There’s no vocally mimicking each other there, so we want to hold rolling forward. We finally end up feeling resolution together with the fourth line, but most of us just can’t stop at two. Do you really notice that?

So how does this link back to the actual lyrics? Properly… It allows you to store distinct lyrical thoughts in different rhymes. In John Mayer’s words, these two lines and rhymes are essentially both a part of one thought:

  • Lightning effect (A)
  • Inside my chest muscles to keep me up through the night (A)

They talk about lighting effects striking in his chest. Then a next two lines write a separate thought:

  • Dream of techniques (B)
  • To make you understand our pain (B)

All four collections are related, but the 1st two can easily stand independently when separated from the latter, and vice versa. Those 2 separate thoughts are “sectioned off” by using rhyme.

The very first two lines (and the very first thought) are grouped with the ‘A’ rhyme. When which rhyme is completed, we are able to stop and move on to another thought with the next 2 lines that share the ‘B’ rhyme.

That doesn’t keep true with the Police’s words of the tune:

  • I resolved to contact her up (x)
  • One thousand times a day (A)
  • Request her if she’ll get married to me (x)
  • In some conventional way (A)

All four of the lines are part of similar thought, so it makes sense how the rhyme doesn’t close before the last line. The objective of the rhyme scheme has the exact lyrical idea in both of the cases.

Imperfect Rhymes

Let’s take a go back to John Mayer’s using imperfect rhymes. This is what there was:

  • Lightning strike (A)
  • On the inside my chest to keep us up at night (A)
  • Imagine ways (B)
  • To make you know my pain (B)

Typically the rhymes used here are not perfect, because the vowel sounds are exactly the same, but the consonants that occur after those vowel noises are different. You can see that when this individual rhymes “strike” with “night” and also when he rhymes “pain” with “ways.

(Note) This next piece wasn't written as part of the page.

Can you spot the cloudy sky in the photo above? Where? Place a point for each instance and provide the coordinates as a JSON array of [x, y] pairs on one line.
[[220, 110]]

” The actual vowels are enough to keep the sounds together, however, it’s not as rigid since it would have been having ideal rhymes been used. Ideal rhymes have the same consonant noises after the vowel sounds, like those seen in “mounds” as well as “pounds” from earlier in this post

Imperfect rhymes make sense with this lyric. This lyric is approximately pain, so why provide a finish and resolved to feel with the accompanying resolved, perfect vocally mimic each other? Perfect rhymes comfort anyone. But by using a not-perfect rhyme, you’re left which has a little bit of longing, which will help tie into what the words of the melody are saying.

While what we found earlier in this article was an approach to tie the rhyme structure to what your words indicate, what you’re seeing is the way to tie the vocally mimic each other type to what your phrases mean.

Bigger Picture

Going back for you to rhymes schemes, you can also think this through the concept in bigger photos too. Let’s say you had words of the tune that had eight outlines with the following rhyme system: ABAB CDCD. In that case, it might make sense to have the first 4 lines talk about one concept, while the next four might discuss a different, although associated idea.

On the other hand, maybe you will have your eight lines vocally mimic each other like this: AABB CCDD. If so, you may be using four smaller-sized ideas within those same 8 lines.